Producto local

Santanyí se reafirma en su día más dulce: la ensaimada gana peso como símbolo y motor local

Multitud de personas disfrutando en la Fira de l'Ensaïmada en Santanyí

La tercera edición de la Fira de l’Ensaïmada en Santanyí celebró la tradición y el producto local, atrayendo a miles de visitantes. Organizada por la concejalía de Comerç, Fires i Mercats del’Ajuntament de Santanyí, la feria destacó por su ambiente familiar y su enfoque en la sostenibilidad y la economía local, consolidándose como un evento clave en el calendario mallorquín de citas festivas.

La Plaça de s’Abeurador volvió ayer a oler a azúcar, manteca y tradición. La tercera edición de la Fira de l’Ensaïmada i del Producte Local confirmó lo que ya se intuía en años anteriores: la cita ha dejado de ser una novedad para convertirse en un pequeño clásico del calendario mallorquín.

Desde primera hora de la mañana y hasta bien entrada la tarde, miles de visitantes -vecinos, curiosos y turistas- recorrieron los puestos instalados en el centro del municipio, donde hornos y pastelerías desplegaron su repertorio de ensaimadas artesanales, desde las más tradicionales hasta versiones más innovadoras. La ensaimada fue, una vez más, la protagonista indiscutible de una jornada que giró en torno a uno de los símbolos gastronómicos más reconocibles de la isla.

gran ensaimada en la feria de Santanyí.
La alcaldesa de Santanyi, Maria Pons, durante la feria

Pero la feria ya no es sólo dulce o postre. Si algo ha marcado esta tercera edición ha sido su consolidación como escaparate del producto de proximidad. A la oferta de dulces se sumaron quesos, embutidos, vinos y otros productos locales que ampliaron el recorrido y reforzaron el mensaje que el Ayuntamiento lleva tiempo impulsando: consumir kilómetro cero también es identidad.

UN GRAN AMBIENTE

El ambiente acompañó. Talleres, música en directo y actividades infantiles contribuyeron a convertir la jornada en una celebración familiar, pensada para todos los públicos. Durante horas, Santanyí funcionó como un pequeño mercado abierto donde no solo se compraba y se degustaba, sino que también se aprendía; demostraciones y charlas acercaron al visitante al proceso artesanal que hay detrás de cada producto.

La feria, que se desarrolló entre las 10.00 y las 17.00 horas, mantuvo un flujo constante de público, confirmando su capacidad de convocatoria. Los organizadores habían apostado este año por reforzar la presencia de productores locales, y la respuesta -tanto de participantes como de asistentes- respalda esa decisión.

"UNA GRAN RESPUESTA CIUDADANA"

La alcaldesa, Maria Pons, ha mostrado su satisfacción por la gran respuesta ciudadana. "Ver a miles de personas compartiendo nuestra cultura y gastronomía en la plaza de s'Abeurador -ha señalado- es la mejor recompensa al trabajo realizado para mantener vivas nuestras tradiciones más dulces".

Variedad de ensaimadas en la Fira de l'Ensaïmada en Santanyí
La Fira de l'Ensaïmada celebra la tradición y el producto local en Santanyí.

Por su parte, el concejal de Comercio, Ferias y Mercados, Antoni Matas, ha destacado el impulso económico de la jornada. "El éxito de esta edición demuestra que Santanyí es un referente en la promoción del producto local; estamos muy agradecidos a todos los panaderos y artesanos que hicieron posible esta jornada tan multitudinaria", ha manifestado.

Más allá de la imagen festiva, el balance económico también es relevante. Comerciantes y artesanos valoraron positivamente la jornada, que vuelve a situar a Santanyí como un punto de dinamización para el tejido local.
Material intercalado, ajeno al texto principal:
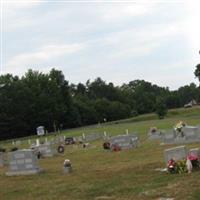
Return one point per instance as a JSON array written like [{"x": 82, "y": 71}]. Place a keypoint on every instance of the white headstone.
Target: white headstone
[
  {"x": 23, "y": 162},
  {"x": 1, "y": 160},
  {"x": 124, "y": 141},
  {"x": 37, "y": 142},
  {"x": 175, "y": 153},
  {"x": 40, "y": 130},
  {"x": 105, "y": 134}
]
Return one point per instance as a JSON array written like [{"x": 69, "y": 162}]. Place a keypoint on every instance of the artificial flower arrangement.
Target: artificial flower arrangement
[{"x": 183, "y": 166}]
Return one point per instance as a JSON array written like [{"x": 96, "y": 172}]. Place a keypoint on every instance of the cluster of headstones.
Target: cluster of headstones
[
  {"x": 188, "y": 134},
  {"x": 179, "y": 153},
  {"x": 127, "y": 141},
  {"x": 23, "y": 162}
]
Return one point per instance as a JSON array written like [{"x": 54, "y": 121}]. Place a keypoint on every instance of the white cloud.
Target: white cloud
[
  {"x": 121, "y": 11},
  {"x": 19, "y": 63},
  {"x": 12, "y": 6}
]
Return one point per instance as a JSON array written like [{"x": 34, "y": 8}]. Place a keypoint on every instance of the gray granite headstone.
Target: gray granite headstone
[
  {"x": 169, "y": 137},
  {"x": 1, "y": 159},
  {"x": 18, "y": 143},
  {"x": 93, "y": 137},
  {"x": 176, "y": 153},
  {"x": 194, "y": 151},
  {"x": 124, "y": 141},
  {"x": 155, "y": 135},
  {"x": 23, "y": 162},
  {"x": 46, "y": 150}
]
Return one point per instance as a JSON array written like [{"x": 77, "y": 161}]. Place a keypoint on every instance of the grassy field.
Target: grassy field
[{"x": 104, "y": 175}]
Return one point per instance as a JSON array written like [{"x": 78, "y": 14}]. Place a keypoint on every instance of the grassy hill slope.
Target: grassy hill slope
[{"x": 104, "y": 175}]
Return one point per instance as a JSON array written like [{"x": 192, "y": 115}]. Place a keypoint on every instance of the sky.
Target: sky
[{"x": 119, "y": 41}]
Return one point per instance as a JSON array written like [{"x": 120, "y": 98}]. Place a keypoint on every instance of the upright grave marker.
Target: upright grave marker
[
  {"x": 124, "y": 141},
  {"x": 23, "y": 162},
  {"x": 1, "y": 159},
  {"x": 175, "y": 153}
]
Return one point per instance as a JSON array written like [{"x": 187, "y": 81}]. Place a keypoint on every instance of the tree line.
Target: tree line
[{"x": 48, "y": 99}]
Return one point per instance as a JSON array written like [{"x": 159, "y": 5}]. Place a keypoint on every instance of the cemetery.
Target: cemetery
[{"x": 128, "y": 166}]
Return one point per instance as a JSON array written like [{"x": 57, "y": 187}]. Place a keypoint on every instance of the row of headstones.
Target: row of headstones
[
  {"x": 188, "y": 134},
  {"x": 179, "y": 153},
  {"x": 23, "y": 162},
  {"x": 127, "y": 141}
]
No es casual. La feria nace precisamente con ese objetivo, el de dar visibilidad a pequeños productores y consolidar una red económica ligada al territorio.

Manos de una persona preparando una ensaimada en una feria local

En ese sentido, esta tercera edición marca un punto de inflexión. La Fira de l’Ensaïmada ha evolucionado desde una propuesta centrada en un producto icónico hacia un evento más amplio, donde la gastronomía actúa como hilo conductor de un discurso mayor: tradición, sostenibilidad y economía local.
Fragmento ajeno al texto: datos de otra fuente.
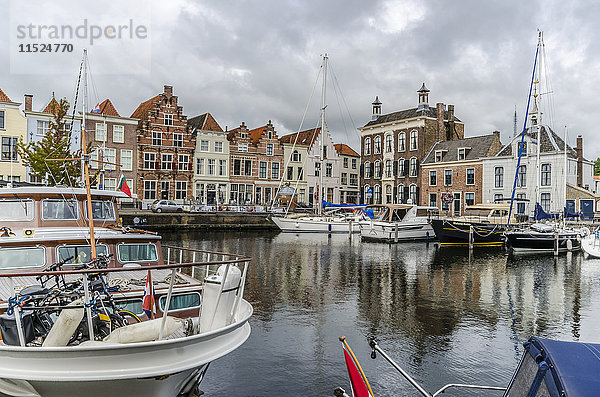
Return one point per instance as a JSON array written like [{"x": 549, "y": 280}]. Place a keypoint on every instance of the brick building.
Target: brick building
[
  {"x": 394, "y": 144},
  {"x": 113, "y": 139},
  {"x": 256, "y": 158},
  {"x": 165, "y": 149},
  {"x": 456, "y": 167},
  {"x": 349, "y": 171}
]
Al caer la tarde, con los últimos visitantes abandonando la plaza y los puestos recogiendo, quedaba la sensación de haber asistido a algo más que una feria gastronómica. Santanyí ha encontrado en la ensaimada una excusa -dulce y eficaz- para reivindicarse. Y, visto lo ocurrido ayer, todo apunta a que esta cita ha llegado para quedarse.